Nous avions écrit un article sur le pouvoir de l’annonce pour les candidats. L’annonce d’emploi reste aussi un canal privilégié par les entreprises pour recueillir des candidatures, y compris sur les réseaux sociaux.

Sur ces derniers, l’annonce s’intègre dans une communication plus large de l’entreprise. Les candidats peuvent recueillir des informations complémentaires en un même lieu (page de l’entreprise, profils des collaborateurs et ex-collaborateurs de l’entreprise, lien avec le site carrière, etc.), et interagir de plus en plus avec le recruteur et des salariés de l’entreprise.

Cette configuration présente un double intérêt pour l’entreprise qui recrute :

  • stimuler l’intérêt de candidats cibles,
  • promouvoir son image d’employeur, au-delà du poste à pourvoir et des candidats intéressés… et son image d’entreprise plus globalement.

A lire l’article de Franck Lapinta La marque commerciale pour attirer les candidats ou mon billet sur le blog Experts Quand la RSE rencontre la Marque Employeur ?  

 

Le CV en format word ou PdF reste par ailleurs le support le plus utilisé par les candidats, en réponse à une annonce ou en spontanée, même lorsqu’ils ont la possibilité de candidater via leur profil Viadeo ou LinkedIn.

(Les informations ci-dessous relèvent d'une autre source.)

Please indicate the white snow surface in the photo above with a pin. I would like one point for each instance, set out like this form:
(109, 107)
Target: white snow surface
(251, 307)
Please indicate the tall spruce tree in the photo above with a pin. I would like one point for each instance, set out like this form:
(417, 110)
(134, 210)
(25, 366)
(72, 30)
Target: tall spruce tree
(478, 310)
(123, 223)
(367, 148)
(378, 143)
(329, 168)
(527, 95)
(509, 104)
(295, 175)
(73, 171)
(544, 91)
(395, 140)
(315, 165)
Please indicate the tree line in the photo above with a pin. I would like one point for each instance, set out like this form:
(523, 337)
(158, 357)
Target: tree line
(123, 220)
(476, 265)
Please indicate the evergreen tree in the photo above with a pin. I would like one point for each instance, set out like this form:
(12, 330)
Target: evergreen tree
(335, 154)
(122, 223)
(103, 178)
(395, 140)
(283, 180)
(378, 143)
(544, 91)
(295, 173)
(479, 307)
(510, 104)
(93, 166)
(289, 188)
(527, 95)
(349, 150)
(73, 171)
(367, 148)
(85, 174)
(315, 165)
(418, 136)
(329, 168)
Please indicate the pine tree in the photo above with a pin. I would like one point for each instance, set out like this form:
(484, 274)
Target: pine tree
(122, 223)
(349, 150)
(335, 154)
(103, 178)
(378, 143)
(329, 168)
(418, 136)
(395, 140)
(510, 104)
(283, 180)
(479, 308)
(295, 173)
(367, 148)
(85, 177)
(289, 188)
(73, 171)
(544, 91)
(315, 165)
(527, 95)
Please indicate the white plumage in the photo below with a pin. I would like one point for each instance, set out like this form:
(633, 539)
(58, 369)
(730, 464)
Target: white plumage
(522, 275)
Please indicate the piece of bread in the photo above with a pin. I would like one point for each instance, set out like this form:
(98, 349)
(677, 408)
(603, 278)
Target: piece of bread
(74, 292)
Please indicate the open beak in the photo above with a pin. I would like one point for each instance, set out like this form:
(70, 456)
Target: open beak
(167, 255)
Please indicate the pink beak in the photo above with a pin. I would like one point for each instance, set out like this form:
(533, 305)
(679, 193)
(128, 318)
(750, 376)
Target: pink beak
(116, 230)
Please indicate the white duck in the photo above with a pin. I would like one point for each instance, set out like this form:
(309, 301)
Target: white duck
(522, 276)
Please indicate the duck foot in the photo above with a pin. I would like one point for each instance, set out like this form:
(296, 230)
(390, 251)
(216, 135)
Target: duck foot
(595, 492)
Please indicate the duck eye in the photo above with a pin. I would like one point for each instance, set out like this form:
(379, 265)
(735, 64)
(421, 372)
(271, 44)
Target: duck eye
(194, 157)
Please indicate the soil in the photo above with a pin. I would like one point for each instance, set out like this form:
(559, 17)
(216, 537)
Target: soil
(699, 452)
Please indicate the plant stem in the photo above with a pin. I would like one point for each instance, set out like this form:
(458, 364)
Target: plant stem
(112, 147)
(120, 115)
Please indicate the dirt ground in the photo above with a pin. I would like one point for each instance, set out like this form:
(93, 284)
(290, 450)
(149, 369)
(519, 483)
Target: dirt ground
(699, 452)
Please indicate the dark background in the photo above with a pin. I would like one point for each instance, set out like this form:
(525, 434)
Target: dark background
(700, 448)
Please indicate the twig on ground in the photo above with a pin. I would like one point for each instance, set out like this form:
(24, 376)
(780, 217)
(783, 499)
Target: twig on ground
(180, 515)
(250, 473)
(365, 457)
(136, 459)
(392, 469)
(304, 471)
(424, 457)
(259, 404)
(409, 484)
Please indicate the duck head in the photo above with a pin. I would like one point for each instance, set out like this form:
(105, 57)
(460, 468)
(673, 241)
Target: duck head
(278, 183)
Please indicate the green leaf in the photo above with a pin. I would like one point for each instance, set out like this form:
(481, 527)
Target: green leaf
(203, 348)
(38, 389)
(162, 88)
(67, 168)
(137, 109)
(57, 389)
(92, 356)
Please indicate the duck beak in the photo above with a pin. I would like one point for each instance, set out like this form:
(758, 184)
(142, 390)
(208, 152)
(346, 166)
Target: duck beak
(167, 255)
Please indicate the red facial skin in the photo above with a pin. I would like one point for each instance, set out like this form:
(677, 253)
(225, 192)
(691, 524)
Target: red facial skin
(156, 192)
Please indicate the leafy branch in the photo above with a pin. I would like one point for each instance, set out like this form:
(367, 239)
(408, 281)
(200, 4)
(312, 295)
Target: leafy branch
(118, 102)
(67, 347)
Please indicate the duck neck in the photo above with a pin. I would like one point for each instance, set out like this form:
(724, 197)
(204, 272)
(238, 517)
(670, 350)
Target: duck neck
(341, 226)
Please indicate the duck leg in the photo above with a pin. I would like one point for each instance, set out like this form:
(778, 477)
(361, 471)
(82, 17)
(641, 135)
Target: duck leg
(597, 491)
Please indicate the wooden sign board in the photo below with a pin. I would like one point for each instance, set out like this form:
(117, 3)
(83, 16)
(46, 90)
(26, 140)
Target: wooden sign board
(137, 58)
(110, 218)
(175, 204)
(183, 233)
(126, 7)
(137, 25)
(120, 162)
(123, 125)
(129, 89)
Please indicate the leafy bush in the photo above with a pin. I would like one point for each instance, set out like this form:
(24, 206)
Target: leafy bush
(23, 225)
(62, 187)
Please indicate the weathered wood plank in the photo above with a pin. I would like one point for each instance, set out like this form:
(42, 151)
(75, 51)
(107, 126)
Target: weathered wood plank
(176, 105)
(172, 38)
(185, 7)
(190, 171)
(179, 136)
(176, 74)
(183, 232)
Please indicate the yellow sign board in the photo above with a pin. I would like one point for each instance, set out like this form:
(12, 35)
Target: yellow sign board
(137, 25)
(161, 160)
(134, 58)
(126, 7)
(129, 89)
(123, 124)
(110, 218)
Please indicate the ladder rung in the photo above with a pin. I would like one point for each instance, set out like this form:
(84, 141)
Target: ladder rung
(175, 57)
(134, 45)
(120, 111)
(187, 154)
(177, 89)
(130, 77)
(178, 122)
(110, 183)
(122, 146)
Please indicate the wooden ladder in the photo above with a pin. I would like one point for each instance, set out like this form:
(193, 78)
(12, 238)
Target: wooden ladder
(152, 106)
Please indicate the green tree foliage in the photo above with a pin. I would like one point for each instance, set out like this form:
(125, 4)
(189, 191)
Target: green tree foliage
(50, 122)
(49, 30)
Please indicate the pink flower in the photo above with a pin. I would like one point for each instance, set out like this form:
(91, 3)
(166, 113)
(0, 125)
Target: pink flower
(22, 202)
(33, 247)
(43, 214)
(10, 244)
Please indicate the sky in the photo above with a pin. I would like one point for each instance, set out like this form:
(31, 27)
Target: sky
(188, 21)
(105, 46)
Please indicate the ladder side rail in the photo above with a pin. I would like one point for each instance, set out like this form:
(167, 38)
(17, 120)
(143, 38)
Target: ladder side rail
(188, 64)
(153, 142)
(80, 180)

Gilles Gobron d’Expectra a communiqué des chiffres intéressants lors de la conférence Recrutement Mobile et Social organisée par Link Humans France :

Sur 120 000 candidatures traitées et dans un processus qui permet de candidater via son profil social,

  • le CV word ou pdf représente 92,5% des candidatures reçues,
  • Viadeo 4,3%,
  • Linkedin 2,36%
  • Le CV DoYouBuzz 0,84%.

Au-delà des habitudes, la possibilité de personnaliser le CV pour chaque offre d’emploi explique ce choix, selon Gilles Gobron. Et pour Alexandre Pachulski de Talentsoft, le CV word ou Pdf reste intéressant par les informations qu’il donne sur la personnalité du candidat. Et ce, en comparaison des profils sur les réseaux sociaux plus formatés. Point de vue intéressant compte tenu que les profils sociaux sont souvent présentés comme plus riches que le contenu classique du CV (relations en quantité et en nature, recommandations, lectures, présentation, interactions…).

Les candidats ne doivent cependant pas oublier que le réseau est un canal plus efficace de recherche d’emploi, notamment dans un période où il y a moins d’offres d’emploi. Et les plateformes sociales sont aujourd’hui pour tous des outils efficaces de réseautage.

 

La cooptation, le meilleur du recrutement !

 

La cooptation de candidats par les salariés de l’entreprise n’est pas une démarche nouvelle, mais elle est redécouverte et remise à l’honneur dans le cadre d’un recrutement conduit en réseau. La cooptation contribue à identifier des profils qualifiés et à recruter des collaborateurs davantage en phase avec l’entreprise, ce qui réduit le risque de départ prématuré. Pour les candidats, le développement de la cooptation comme canal de recrutement doit les inciter à développer leur démarche réseau. Comment les entreprises recrutent en 2013 ? 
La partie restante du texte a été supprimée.